Public and Private Self-Consciousness During Early Adolescence
Wojslawowicz, Julie Catherine
Rubin, Kenneth H
MetadataShow full item record
The associations between two types of self-consciousness (public and private) and indices of psychosocial distress (e.g., depression, anxiety) have been well-documented in the adult personality literature. However, little is known about these types of self-consciousness during early adolescence in spite of recent evidence that self-conscious thoughts and feelings peak during the early adolescent developmental period. The present study explored the distinction between public and private self-consciousness during early adolescence by examining the psychosocial correlates of public and private self-consciousness while considering the distinction between (public) self-conscious and fearful shyness. Friendship quality was examined as a possible moderator of the relation between self-consciousness and maladjustment. Early adolescents' (N=137, 87 girls; M age= 13.98 years) reported on their self-consciousness, internalizing problems, shyness, fearfulness, and the qualities of their best friendships. Results confirmed the existence of the two different types of self-consciousness during early adolescence. However, findings indicated greater similarities than differences in the psychosocial correlates of private and public self-consciousness, suggesting that the distinction between these two types of self-directed attention may still be developing during adolescence.
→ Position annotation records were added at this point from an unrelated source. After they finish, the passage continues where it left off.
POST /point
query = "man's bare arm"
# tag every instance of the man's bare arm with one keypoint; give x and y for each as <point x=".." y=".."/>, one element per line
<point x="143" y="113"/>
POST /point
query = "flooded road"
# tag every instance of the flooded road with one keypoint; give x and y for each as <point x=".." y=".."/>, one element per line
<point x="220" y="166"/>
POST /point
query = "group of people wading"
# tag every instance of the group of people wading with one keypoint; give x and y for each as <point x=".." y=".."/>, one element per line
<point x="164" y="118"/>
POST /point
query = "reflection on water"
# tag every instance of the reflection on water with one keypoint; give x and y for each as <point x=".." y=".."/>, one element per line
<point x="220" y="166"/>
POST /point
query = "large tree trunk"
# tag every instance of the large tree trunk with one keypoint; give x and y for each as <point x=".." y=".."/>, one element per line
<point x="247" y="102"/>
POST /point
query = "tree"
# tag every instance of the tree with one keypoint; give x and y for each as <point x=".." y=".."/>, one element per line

Contrary to expectations, evidence revealed that intimate friendship qualities may exacerbate the difficulties associated with self-consciousness. Few adolescents were able to be identified as (public) self-consciously or fearfully shy, calling into question the meaningfulness of the distinction between these two different types of problematic shyness during early adolescence. Findings from the present study highlight the importance of considering the role of self-consciousness in internalizing problems and shyness. Results pertaining to friendship quality add to the growing literature on the "dark side" of friendships.